Wow. Our experiment is off to a great start—let's see if we can finish it off sooner than expected.
Via Jon Chait, who's dubious about this since no one else breathed a word of it, here is Elizabeth Drew in the New York Review of Books claiming that underneath all the trash talk, Obama and the Republican leadership have already agreed to hammer out a bipartisan budget deal:
But despite all the confrontational rhetoric between the two parties about budget priorities, the White House and Republican congressional leaders, in private talks, have agreed on the need to try to reach a bipartisan “grand bargain” over the budget—a sweeping deal that could include entitlements and tax reforms as well as budget reduction. A Senate Republican leadership aide confirmed this, saying, “In fact, for anything to happen, it will require such a White House/congressional leadership bargain.” The preferred idea is that, just as they did late last year on the tax bill, they would reach an agreement and then unveil it to the public.
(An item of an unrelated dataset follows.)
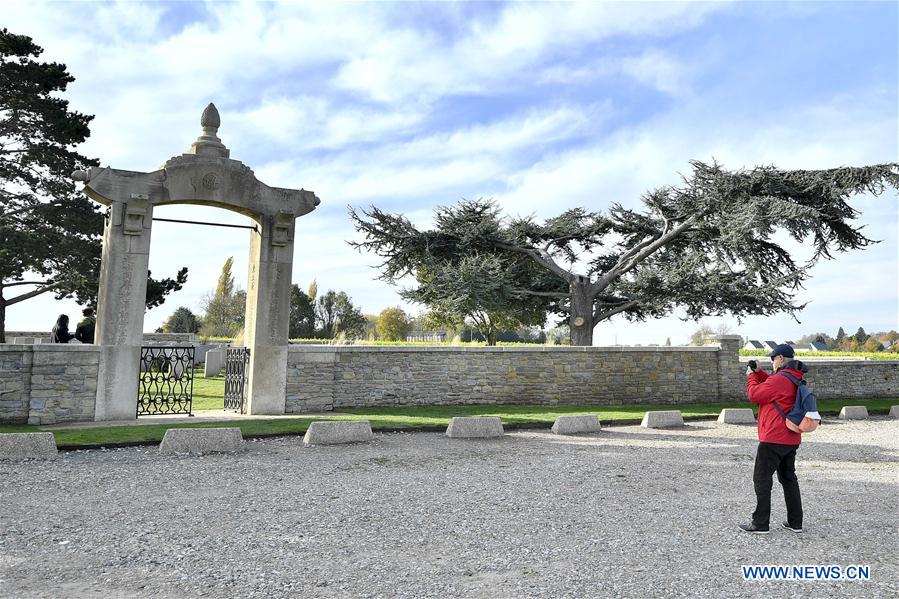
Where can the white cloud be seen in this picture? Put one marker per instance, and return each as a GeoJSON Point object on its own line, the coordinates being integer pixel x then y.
{"type": "Point", "coordinates": [344, 98]}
At the same time, a bipartisan group of leading senators have met in an effort to cut the deficit—which could become a part of the debt-reduction puzzle. The thinking is that the Tea Party allies might be brought along in the end, because their primary goal is to reduce the deficit. The details will be difficult, but a surprising sort of deficit-cutting fever has broken out on Capitol Hill, fueled in part by a fear that at some point the bond markets and foreign lenders will call in their loans, setting off a disastrous financial crisis. Right now, there’s a game of chicken going on over who will offer their proposals first, but this should be resolvable.
Another reason this is happening is that despite their occasional deference to Tea party demands, the Republican congressional leaders, Mitch McConnell, John Boehner, and Eric Cantor, are also realists. They may try to drive a hard bargain on the budget but they know that the issue must be resolved. Despite the baying of some Tea Party allies that the government should be shut down if the administration doesn’t offer enough concessions, these leaders understand that that would be a disastrous course for the Republicans—as it was when Newt Gingrich tried it in 1995.
Well, maybe. There's no telling who Drew's original source is for this, and her confirming source (a "Senate Republican leadership aide") isn't all that impressive. What's more, it ain't the case that the tea party movement's "primary goal" is reducing the deficit. Its primary goal is to reduce taxes and its secondary goal is to lift the intolerable burden of tyranny that Barack Obama has imposed on us. (Its tertiary goal is whatever bee happens to be up Glenn Beck's bonnet the week you ask them.) As for foreign lenders "calling in their loans," it's hard to parse what that's even supposed to mean.
So....I'm not sure about this. A "grand bargain" would, almost by definition, include tax increases, and my guess is that the GOP leadership's realism extends about as far as understanding that supporting a tax increase would pretty much spell the end of their political careers. Drew's report is interesting, but like Jon, I'll believe it when there's more than one reporter in all of Washington DC who's heard about this.